Less than one week after the Orange County Board of Supervisors voted to create a task force to overhaul the Planning and Development Services department, the department director resigned.
In July, a county audit concluded that the planning department was in "critical condition" after years of declining revenues and shrinking staffs. It said the department's priority had become self-preservation. Department director Tim Neely retired during the audit.

Public Works Director Bryan Speegle replaced Neely. He did not contest the audit's findings but insisted departmental changes were underway. But only days after the supervisors voted to form the task force on August 4, Speegle announced his retirement after 26 years with the county.

The City of Irvine has approved a controversial amendment to a 2005 agreement with the consortium of developers handling the El Toro Marine Corps base reuse project.
Under the amendment, the developers, headed by Lennar, may build up to 4,900 homes – or about one-third more units than originally approved. The developers were also relieved of their obligation to build 45 holes of golf.
In exchange, the developers transferred 131 additional acres to Irvine and agreed to pay $58 million over five years for infrastructure and park maintenance, plus $9 million over nine years for the loss of golf course revenue. The amended agreement also permits the city to build retail space, restaurants, hotels and a police station on portions of the 1,480 acres devoted to the "Great Park."
City officials say the infusion of cash will jump-start construction of the Great Park, which has stalled because development intended to generate money for it has been slow to occur (see CP&DR Places, March 2006). Councilwoman Christina Shea, a longtime skeptic of the El Toro reuse plan, voted against the amendment, saying it amounted to "a bailout for Lennar."

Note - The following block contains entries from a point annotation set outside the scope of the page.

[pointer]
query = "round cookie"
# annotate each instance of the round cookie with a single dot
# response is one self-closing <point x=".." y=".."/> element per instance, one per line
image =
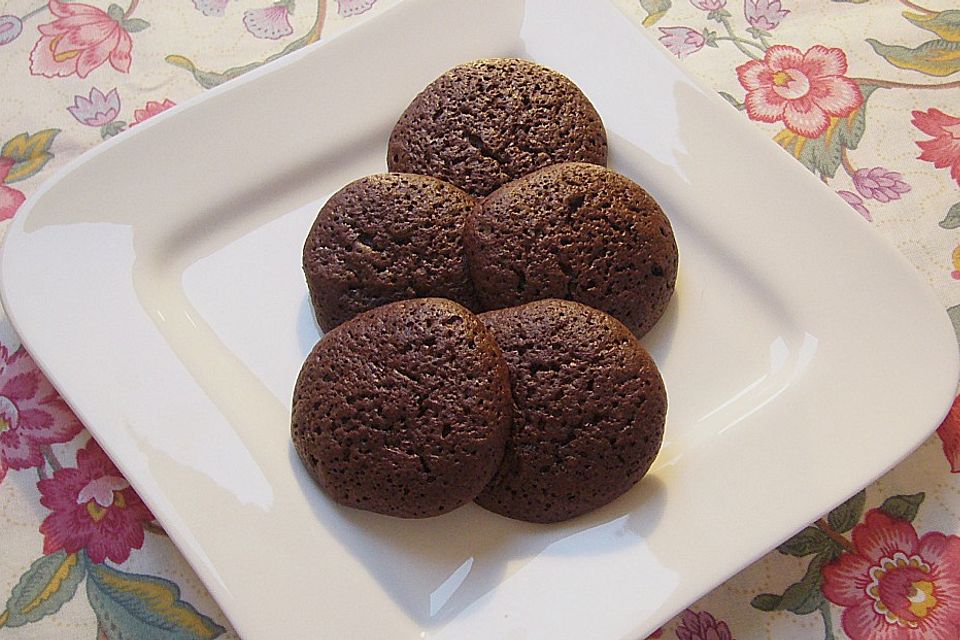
<point x="403" y="410"/>
<point x="589" y="411"/>
<point x="579" y="232"/>
<point x="487" y="122"/>
<point x="384" y="238"/>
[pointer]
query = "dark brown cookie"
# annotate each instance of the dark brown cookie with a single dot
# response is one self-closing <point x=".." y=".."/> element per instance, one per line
<point x="403" y="410"/>
<point x="487" y="122"/>
<point x="574" y="231"/>
<point x="384" y="238"/>
<point x="589" y="411"/>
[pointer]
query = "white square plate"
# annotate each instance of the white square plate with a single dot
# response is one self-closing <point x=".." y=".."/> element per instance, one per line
<point x="157" y="282"/>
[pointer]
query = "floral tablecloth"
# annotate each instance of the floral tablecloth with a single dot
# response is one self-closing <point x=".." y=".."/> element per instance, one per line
<point x="864" y="93"/>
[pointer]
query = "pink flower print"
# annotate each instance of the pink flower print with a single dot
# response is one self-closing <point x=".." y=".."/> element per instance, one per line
<point x="896" y="585"/>
<point x="879" y="184"/>
<point x="93" y="508"/>
<point x="857" y="203"/>
<point x="32" y="415"/>
<point x="271" y="22"/>
<point x="949" y="429"/>
<point x="702" y="626"/>
<point x="79" y="40"/>
<point x="211" y="7"/>
<point x="151" y="109"/>
<point x="97" y="109"/>
<point x="681" y="41"/>
<point x="347" y="8"/>
<point x="709" y="5"/>
<point x="10" y="198"/>
<point x="944" y="149"/>
<point x="803" y="90"/>
<point x="764" y="14"/>
<point x="10" y="28"/>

Stockton's downtown redevelopment efforts suffered a major setback in August when the Lexington Plaza Waterfront Hotel was closed and repossessed by the lender, First Bank of Missouri.
Developed by Regent Hotel, LLC, the $62 million, 150-room hotel opened in December 2007 as a Sheraton but fell into receivership in less than a year because Regent was unable to sell the 40 condominiums topping the hotel.
The hotel is part of downtown waterfront redevelopment effort that also includes an indoor arena, a minor league baseball park, a 10-acre public park and amphitheater, and a plaza (see CP&DR Local Watch, December 2006). The city sold the land for the hotel and a small convention center for $1 and provided a $500,000 development subsidy.

The City of Santee has sued San Diego County over the county's plans to expand the Las Colinas Detention Facility for women in Santee. The city contends the county's environmental impact report for the 30-acre expansion failed to fully address the project's effects on traffic and public safety. Ryan Companies US, which is developing a mixed-use project adjacent to the jail site, filed a similar lawsuit against the county. A separate lawsuit filed by Santee in 2008 is on appeal. The city contends the county should have prepared an EIR before accepting a $100-million state grant to enlarge the jail.

The Palo Alto City Council has voted to adopt a ballot initiative that mandates wider private streets in new development projects. Private streets built after July 31 must be at least 32 feet wide, even if narrower streets were already approved in projects. Some recently built private streets are as slender as 20 feet across, and they have generated complaints about the lack of street parking and poor emergency vehicle access.
In June, proponents of the initiative submitted enough signatures to qualify it for the November ballot. But rather than place the measure before voters, the council decided to accept it. Final adoption is scheduled for September, after the city completes an environmental review of the initiative's effects.